And so for his latest effort "Red Hook Summer," Lee looked to one of Brooklyn's isolated corners, Red Hook, the North-Western most tip, extending to the water and only a minor kayak ride away from the Statue of Liberty. As Lee said in our exclusive Playlist interview, Red Hook is largely cut off. "There's no subway out there, the only way out there is the B61 bus." And tucked away in the middle of Red Hook are its projects, a focal point that Lee and his co-writer James McBride ("Miracle At St. Anna") examined for their story. A non-traditionally narrative picture, the intimate "Red Hook Summer" is a coming of age tale that centers on Flik, a young, suburban, well-to-do teenager who receives a rude awakening when his mother sends him to stay with his baptist preacher grandfather ("The Wire" star Clarke Peters) in the Red Hook projects.
But the multi-faceted picture also thematically looks at religion and salvation while examining the effects of race, gentrification, class and the aspirations of fleeing ones limited circumstances. It's classic Spike Lee on paper and yet actually quite different in its playful, nostalgic and yes, sometimes somber tone. Even comparing it to "Crooklyn" does not quite do it justice. It's its own thing especially with religion at its center. The Playlist recently had the opportunity to sit down with Lee to discuss "Red Hook Summer" the ongoing chronicles of Brooklyn, some of the new projects he wants to tackle (an adaptation of the musical "Porgy & Bess"), his upcoming documentary Michael Jackson documentary "Bad 25" and much much more. "Red Hook Summer" opens in limited release on August 10th.
Anytime I do a film, there's a story I want to tell at that particular moment in time and space. In the spring of 2011 I called my man James McBride, a great novelist -- we worked most recently on “Miracle At St. Anna” -- we met at a coffee shop on 61st and Madison and I just bought that camera [points to his Sony digital camera] and I said, ‘You've got to come up with something and I'll fiance it,’ and this is the final product.
When talking to James, did you have a story in place, did you want to write something about religion?
That stuff evolved. The first thing that happened was we wanted to do something with children. James and I both have children. These days you never see these kids in films unless it's in a gang bang film or something like that, so that's the first thing we did. Then we the idea of the kid coming up from the South, James grew up in Red Hook, I'd just done something with [New York Knicks star] Anthony Carmelo who's from Red Hook. Red Hook's very...have you been to Red Hook?

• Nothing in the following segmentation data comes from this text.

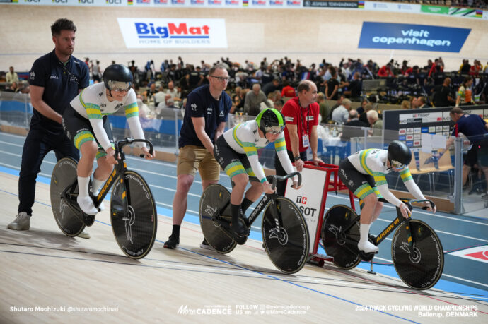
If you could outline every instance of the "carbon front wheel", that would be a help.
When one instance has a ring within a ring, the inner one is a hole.
[[[296,205],[284,197],[272,200],[263,213],[262,229],[271,262],[285,273],[300,271],[307,262],[310,242],[307,222]]]
[[[71,157],[59,160],[52,170],[50,188],[51,208],[56,224],[69,236],[76,236],[85,229],[85,224],[80,220],[82,212],[76,199],[78,196],[78,188],[75,185],[76,166],[76,161]],[[65,190],[66,194],[62,197]]]
[[[334,258],[335,265],[342,269],[352,269],[361,262],[357,246],[359,223],[356,212],[344,205],[332,207],[324,216],[322,242],[327,256]]]
[[[156,239],[158,212],[151,189],[136,172],[127,171],[112,188],[110,221],[117,244],[129,258],[140,259]]]
[[[231,193],[219,184],[209,185],[202,194],[199,207],[200,226],[207,243],[217,252],[228,253],[237,242],[229,233]]]
[[[428,289],[437,283],[444,268],[444,253],[436,232],[421,220],[411,220],[395,232],[391,255],[395,269],[407,286]],[[412,234],[412,247],[409,246]]]

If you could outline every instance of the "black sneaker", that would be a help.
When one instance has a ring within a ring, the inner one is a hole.
[[[204,248],[206,250],[213,250],[214,249],[214,248],[210,246],[210,245],[209,244],[209,242],[207,242],[205,239],[204,239],[204,240],[200,244],[200,248]]]
[[[176,248],[180,246],[180,238],[175,235],[170,235],[169,239],[164,242],[164,246],[166,248]]]

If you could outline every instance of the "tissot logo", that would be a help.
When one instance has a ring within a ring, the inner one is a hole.
[[[301,196],[298,196],[296,197],[296,203],[306,205],[307,203],[307,198],[306,197],[302,197]]]

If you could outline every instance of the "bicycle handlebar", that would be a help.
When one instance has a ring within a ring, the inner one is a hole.
[[[434,201],[430,200],[429,200],[429,199],[409,199],[409,198],[400,198],[400,200],[402,200],[402,201],[403,203],[405,203],[405,204],[407,204],[407,206],[408,206],[408,209],[410,210],[412,210],[414,208],[414,207],[412,205],[412,203],[425,203],[425,202],[427,202],[427,203],[430,203],[430,204],[431,204],[431,208],[432,209],[434,209],[434,208],[436,207],[436,204],[434,203]],[[390,202],[389,202],[388,200],[387,200],[386,199],[385,199],[384,198],[379,198],[379,199],[378,200],[378,201],[381,201],[381,202],[383,202],[383,203],[390,203]],[[424,207],[422,207],[422,209],[423,209],[424,210],[425,210],[427,209],[427,207],[424,206]]]
[[[300,172],[298,172],[298,171],[296,171],[294,172],[291,172],[289,174],[286,174],[286,176],[277,176],[277,175],[272,175],[272,174],[270,176],[267,176],[266,177],[266,179],[269,182],[272,183],[272,188],[273,188],[273,190],[274,190],[274,188],[277,186],[277,181],[282,181],[286,180],[287,179],[291,178],[292,176],[298,176],[298,186],[301,186],[301,174]]]
[[[149,145],[149,154],[153,155],[153,152],[154,151],[153,148],[153,143],[151,143],[151,141],[148,140],[142,140],[142,139],[134,139],[132,138],[128,137],[127,138],[124,138],[123,140],[120,140],[115,142],[115,149],[118,150],[119,151],[122,151],[122,149],[124,146],[129,145],[129,144],[132,144],[133,143],[137,143],[137,142],[143,142],[145,143],[147,143]],[[140,154],[139,155],[140,157],[144,157],[144,154]]]
[[[413,206],[412,205],[412,203],[430,203],[431,204],[431,208],[434,209],[436,207],[436,204],[434,203],[434,201],[429,200],[429,199],[412,199],[411,200],[409,200],[407,202],[407,205],[408,205],[408,208],[412,210],[413,209]],[[427,209],[426,206],[422,207],[422,209],[424,210],[426,210]]]

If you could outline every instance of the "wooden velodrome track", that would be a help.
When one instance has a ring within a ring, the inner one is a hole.
[[[165,249],[170,213],[159,215],[151,252],[133,260],[115,243],[108,208],[88,229],[91,239],[62,234],[52,217],[49,186],[41,181],[30,230],[11,231],[6,225],[16,214],[18,177],[1,172],[0,179],[1,323],[488,320],[486,298],[435,288],[414,291],[359,268],[306,265],[295,275],[283,275],[258,240],[228,255],[204,250],[199,226],[192,222],[182,224],[180,248]]]

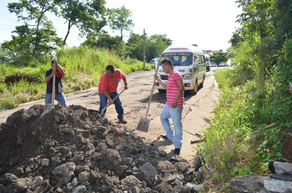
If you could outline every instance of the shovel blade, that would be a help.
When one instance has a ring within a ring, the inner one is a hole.
[[[147,118],[141,117],[140,121],[138,124],[137,130],[147,132],[149,129],[149,125],[150,124],[150,119]]]

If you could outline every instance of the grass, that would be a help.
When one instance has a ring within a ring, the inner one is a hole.
[[[291,125],[283,123],[291,123],[292,97],[274,100],[277,107],[271,107],[275,83],[267,80],[259,85],[255,79],[239,84],[241,78],[237,73],[236,69],[224,69],[215,74],[221,90],[219,101],[204,131],[206,140],[197,150],[207,152],[204,192],[232,192],[233,177],[249,172],[267,175],[268,161],[284,156],[282,141]],[[274,119],[279,110],[286,114]],[[273,122],[274,126],[265,128]]]
[[[124,59],[107,50],[86,46],[62,48],[56,52],[56,58],[66,70],[62,83],[65,94],[97,86],[106,66],[110,64],[126,74],[153,69],[148,64],[144,68],[143,63],[137,60]],[[51,61],[21,68],[7,63],[0,64],[0,110],[12,109],[21,103],[44,98],[45,74],[50,68]],[[9,77],[18,77],[19,80],[15,83],[5,82]]]

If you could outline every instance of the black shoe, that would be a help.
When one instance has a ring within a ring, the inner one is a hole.
[[[164,134],[161,134],[161,137],[162,137],[163,138],[168,139],[168,138],[167,138],[167,136],[166,135],[164,135]],[[169,140],[168,139],[168,140]]]
[[[176,155],[177,156],[180,155],[180,153],[181,149],[179,149],[178,148],[175,148],[174,149],[174,151],[173,151],[173,153],[174,154],[174,155]]]

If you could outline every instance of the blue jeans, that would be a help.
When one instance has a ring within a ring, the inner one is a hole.
[[[55,100],[59,102],[61,105],[63,107],[67,107],[66,96],[65,96],[65,95],[63,92],[61,93],[55,93]],[[52,93],[47,93],[46,94],[45,104],[47,105],[51,103],[52,103]]]
[[[119,92],[117,91],[114,93],[110,93],[110,97],[112,100],[113,98],[116,97],[118,94]],[[107,98],[106,95],[103,93],[98,93],[98,95],[99,96],[99,99],[100,100],[99,110],[101,112],[103,108],[106,107],[108,104],[108,98]],[[121,117],[124,116],[124,108],[123,108],[123,104],[122,104],[122,101],[121,101],[121,99],[119,96],[113,101],[113,103],[114,104],[116,112],[118,113],[118,119],[119,119]],[[104,119],[106,117],[106,112],[107,110],[106,109],[105,111],[104,111],[103,114],[102,114],[101,115],[101,117]]]
[[[179,149],[181,149],[182,145],[182,107],[179,107],[173,109],[165,104],[160,114],[160,121],[166,132],[167,138],[173,142],[175,148]],[[174,132],[171,129],[169,121],[170,118],[174,126]]]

It's hard to get to Red Hook, the B61 bus, the train is ten blocks away, but now you've got Fairway, the Pier, the Brooklyn Terminal, the ferry and all this, you know, gentrification in the neighborhood and right in the middle you've got the projects. And gentrification is happening everywhere. I mean D.C. used to be chocolate city, not anymore. Chicago's South Side, it's all gentrified.
So that was a theme you wanted to explore?
Yes, we knew gentrification would be something in it. We just go to Ft. Greene and witness what is happening here. We bought a brownstone for $40,000 dollars in '68. They were giving them away. I mean they wouldn't list Ft. Green, they would just say “downtown vicinity.” But look at “Do the Right Thing,” John Savage’s character, he was the pioneer [laughs]. That was the beginning of gentrification when he stepped on Buggin Out’s Jordans [played by Giancarlo Esposito].
The cameo of Mookie in “Red Hook Summer” is small, but it’s two-fold meaningful as it also points to gentrification and explains what happened after “Do The Right Thing.” I read the ending as much more cynical at the time.
Yep, Sal [played by Danny Aiello] left Bed-Stuy. If he would have known it'd be gentrified he would have stayed [laughs]. This was before the influence and so Sal, with insurance money rebuilt his house from the ground up, in Red Hook. And Sal was having trouble with the Mexicans he hired they just couldn't deliver like Mookie. THey always get the wrong addresses, pizza's cold, people complaining. So Sal called Mookie who's unemployed at the time and then Mookie said I'll think about it and he said you've got to make sure that me and Pino are straight and then what really made Sal, what really made Mookie take the job is that Sal finally put sisters and bros up on the wall [laughs] They came to Jesus.